Wir sollten niemals vergessen: Hinter jedem Antrag, hinter jedem Formular, hinter jeder Karte steht ein Mensch. Ein Mensch mit Angst, mit Hoffnung, mit Würde. Diese Würde ist in unserem Grundgesetz verankert und unantastbar. Wenn wir anfangen, Sonderregeln zu schaffen, die Menschen herabsetzen, dann verlieren wir ein Stück unserer eigenen Würde und Integrität. Und schlussendlich: Ist das nicht genau die „Steilvorlage“, auf die unsere sieben neuen Ratsmitglieder warten? Sie müssen sich nur grinsend zurücklehnen und zur richtigen Zeit ihr “(rechtes) Händchen heben!

Wir appellieren, nehmt die Stadt Münster als Vorbild. Diese hat die Bezahlkarte am 12. Dezember 2024 mit folgenden Argumenten abgelehnt:
• Die Karte ist ungeeignet, um Missbrauch zu stoppen.
• NGOs, Wohlfahrtsverbände, Gewerkschaften und Kirchen kritisieren die diskriminierende und integrationshemmende Wirkung.
• Die Stadtverwaltung Münster zeigte auch Zurückhaltung, weil der bürokratische Mehraufwand nicht gewollt ist. Sie hat aber auch darauf hingewiesen, dass der Missbrauch tatsächlich gering ist. Das ist auch in Rheine der Fall.
• Flüchtlinge sollen weiterhin über ein Konto verfügen. Nur so ist eine gesellschaftliche Integration auch in den Arbeitsmarkt zu gewährleisten.
Auch die Stellungnahme von Nelson Rodriquez (s. Anlage) kommt zu diesem Ergebnis.

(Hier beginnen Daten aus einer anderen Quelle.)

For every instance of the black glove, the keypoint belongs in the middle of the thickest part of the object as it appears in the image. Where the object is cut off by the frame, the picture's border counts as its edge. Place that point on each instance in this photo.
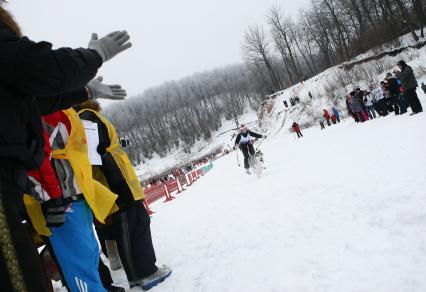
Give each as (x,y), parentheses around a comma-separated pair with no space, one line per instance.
(54,211)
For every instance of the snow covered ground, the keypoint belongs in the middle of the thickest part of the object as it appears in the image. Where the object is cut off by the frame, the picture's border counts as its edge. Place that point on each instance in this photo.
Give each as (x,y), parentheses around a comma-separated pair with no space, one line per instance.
(343,209)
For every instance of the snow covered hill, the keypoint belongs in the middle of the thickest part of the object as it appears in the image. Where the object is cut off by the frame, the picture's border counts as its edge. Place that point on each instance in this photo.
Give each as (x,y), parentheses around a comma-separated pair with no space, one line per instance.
(327,88)
(343,209)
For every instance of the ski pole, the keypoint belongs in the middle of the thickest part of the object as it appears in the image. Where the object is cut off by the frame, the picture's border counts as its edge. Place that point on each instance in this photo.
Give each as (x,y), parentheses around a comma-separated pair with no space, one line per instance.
(238,160)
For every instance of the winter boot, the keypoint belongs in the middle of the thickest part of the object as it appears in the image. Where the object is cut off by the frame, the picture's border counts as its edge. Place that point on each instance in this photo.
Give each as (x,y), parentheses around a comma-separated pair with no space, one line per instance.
(148,282)
(113,256)
(116,289)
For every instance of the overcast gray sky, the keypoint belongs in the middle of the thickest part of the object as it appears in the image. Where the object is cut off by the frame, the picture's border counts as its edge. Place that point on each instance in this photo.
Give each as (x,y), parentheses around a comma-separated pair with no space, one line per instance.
(171,39)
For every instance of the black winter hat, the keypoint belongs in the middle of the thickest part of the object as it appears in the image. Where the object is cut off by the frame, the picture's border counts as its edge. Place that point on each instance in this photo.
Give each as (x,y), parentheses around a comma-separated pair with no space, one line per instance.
(402,63)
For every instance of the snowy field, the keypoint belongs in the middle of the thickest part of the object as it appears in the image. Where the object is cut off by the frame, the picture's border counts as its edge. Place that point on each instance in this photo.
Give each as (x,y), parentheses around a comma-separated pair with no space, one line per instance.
(340,210)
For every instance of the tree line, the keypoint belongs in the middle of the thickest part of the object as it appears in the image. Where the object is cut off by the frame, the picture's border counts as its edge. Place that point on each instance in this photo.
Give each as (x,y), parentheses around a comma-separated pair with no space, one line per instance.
(326,33)
(291,49)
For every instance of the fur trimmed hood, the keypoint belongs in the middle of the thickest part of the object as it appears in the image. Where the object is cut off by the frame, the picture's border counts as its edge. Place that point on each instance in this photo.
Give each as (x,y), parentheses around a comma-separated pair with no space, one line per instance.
(7,19)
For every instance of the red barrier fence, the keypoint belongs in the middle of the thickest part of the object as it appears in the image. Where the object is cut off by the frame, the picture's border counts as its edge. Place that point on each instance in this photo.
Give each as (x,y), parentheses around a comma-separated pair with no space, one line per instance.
(160,190)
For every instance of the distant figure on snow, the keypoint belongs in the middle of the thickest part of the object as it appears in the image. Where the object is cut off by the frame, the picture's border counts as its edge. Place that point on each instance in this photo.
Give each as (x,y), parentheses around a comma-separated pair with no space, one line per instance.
(296,129)
(327,117)
(245,143)
(322,124)
(336,114)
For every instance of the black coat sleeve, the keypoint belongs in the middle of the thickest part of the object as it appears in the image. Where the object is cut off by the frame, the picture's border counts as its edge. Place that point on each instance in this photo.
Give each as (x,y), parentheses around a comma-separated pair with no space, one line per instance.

Wir fordern hiermit den Rat der Stadt Rheine auf, derzeit die Bezahlkarte in der geplanten Form abzulehnen und eine bundesweite Regelung abzuwarten. Für den Bürger entstehen nur noch zusätzliche weitere steuerliche Belastungen, weil die Verwaltung der Bezahlkarte mit dem vorhandenen Personal nicht zu leisten ist. Sollte eine bundeseinheitliche Regelung kommen, die dann eventuell bindend ist, muss das Ganze dann neu aufgezogen werden.

Rheine sollte weiterhin Vorbild für eine weltoffene und inklusive Gesellschaft sein und nicht Vorreiter für eine Politik des Misstrauens und der Überwachung.
130 Kommunen haben entschieden, die Bezahlkarte definitiv abzulehnen. Von 396 haben bisher nur 110 Kommunen Interesse signalisieret (Münsterländische Volkszeitung vom 02.12.2025). Rheine soll sich nicht im Kreis Steinfurt isolieren: U.a. lehnen folgende Kommunen lehnen die Bezahlkarte ab: Altenberge, Steinfurt, Lengerich, Lienen, Hörstel, Ibbenbüren, Emsdetten, Greven, Ladbergen, Mettingen, Neuenkirchen und Tecklenburg.
Stimmt für eine Politik des sozialen Zusammenhalts und dafür, gemeinsam die Stadt ohne Ausgrenzung zu gestalten. Neuen Einwohnern sollte verantwortungs- und vertrauensvoll begegnet werden. Nur so kann das Zusammenleben gelingen.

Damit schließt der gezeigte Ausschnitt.